The following examples will help you begin the planning process for your new email service...
SMALL BUSINESS EMAIL SOLUTIONS
If you want to set up a free email service in minutes, several companies offer co-branded free email services for any site. Pros: Free and easy. Cons: you can't offer your own domain name, your service will be identical to the one on thousands of other sites, you give up all advertising revenues and you do not own your user base. Two large players in this market are I-P and ZapZoneNetwork.
BUILD, LICENSE OR CO-BRAND?
You need to consider whether you are going to build your free email service from the ground up, license an existing solution, purchase an email server package outright or co-brand an existing provider's free email service.

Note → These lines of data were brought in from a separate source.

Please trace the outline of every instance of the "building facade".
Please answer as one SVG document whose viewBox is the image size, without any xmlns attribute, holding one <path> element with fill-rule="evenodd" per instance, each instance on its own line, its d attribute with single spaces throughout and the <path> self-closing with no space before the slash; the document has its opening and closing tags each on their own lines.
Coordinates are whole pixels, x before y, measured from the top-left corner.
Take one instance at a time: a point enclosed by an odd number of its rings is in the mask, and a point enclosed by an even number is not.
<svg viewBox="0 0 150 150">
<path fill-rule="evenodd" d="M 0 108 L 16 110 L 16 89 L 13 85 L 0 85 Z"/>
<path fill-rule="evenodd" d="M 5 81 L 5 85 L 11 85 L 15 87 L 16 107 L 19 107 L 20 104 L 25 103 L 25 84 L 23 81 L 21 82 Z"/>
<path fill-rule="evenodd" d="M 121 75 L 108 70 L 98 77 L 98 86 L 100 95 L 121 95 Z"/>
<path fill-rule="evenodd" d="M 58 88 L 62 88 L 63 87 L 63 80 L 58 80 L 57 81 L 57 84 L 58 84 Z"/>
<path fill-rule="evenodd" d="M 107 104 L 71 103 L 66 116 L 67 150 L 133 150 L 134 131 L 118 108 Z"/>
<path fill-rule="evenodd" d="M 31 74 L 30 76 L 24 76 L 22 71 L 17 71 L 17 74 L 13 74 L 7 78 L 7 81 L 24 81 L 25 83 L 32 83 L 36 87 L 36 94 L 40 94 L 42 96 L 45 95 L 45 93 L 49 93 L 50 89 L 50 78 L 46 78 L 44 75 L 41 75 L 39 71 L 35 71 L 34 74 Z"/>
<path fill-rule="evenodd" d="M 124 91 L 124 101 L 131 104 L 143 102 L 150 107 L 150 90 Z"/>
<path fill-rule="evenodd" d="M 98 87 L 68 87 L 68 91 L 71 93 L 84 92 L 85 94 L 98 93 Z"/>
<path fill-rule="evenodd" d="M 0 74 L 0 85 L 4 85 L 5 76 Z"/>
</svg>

The answer depends partly on the funds you have available for this project. If your budget is very limited, you can either buy one of the cheaper server packages or co-brand your service with a provider such as Chek, Outblaze or BigMailBox.
Building a free email service from the ground up involves a very large commitment of time and money, but will enable you to distinguish your service from the competition by offering features not available through other providers.
If you want to use a proven solution, but maintain maximum control over users, advertising revenue etc. then consider licensing a package from an established provider.
Although exact conditions vary from provider to provider, generally co-branding a free email service involves giving up part of the advertising revenue generated by the service, as well as partial or even total control over the user base.
For instance, a co-branding service might specify a 50/50 split in advertising revenues (with a minimum fee so that even if your traffic does not meet expectations you are still liable to pay something) plus a similar 50/50 split in ownership of the user base. Many co-branding providers will let you customize the service to match the rest of your site. Some will let you choose from a large "menu" of functions so that you can tailor your service to fit your audience.
Be very careful when entering such a deal! Get a legal expert to read through the contract, especially the clauses about revenue sharing! You don't want to end up having signed a document making you liable to pay over 50% of ALL the advertising revenue of your site. Make sure the deal is limited to the free email pages. Similarly, investigate in detail exactly what happens if you want to break off the relationship with the provider. Can you buy out the other half of the user base? What kind of value do they place on each user? Will they buy your half of the user base? What happens if they do not fulfil their obligation to you, or if their service is less than it was represented? If you break the contract abruptly, do you have to give up control over the user base?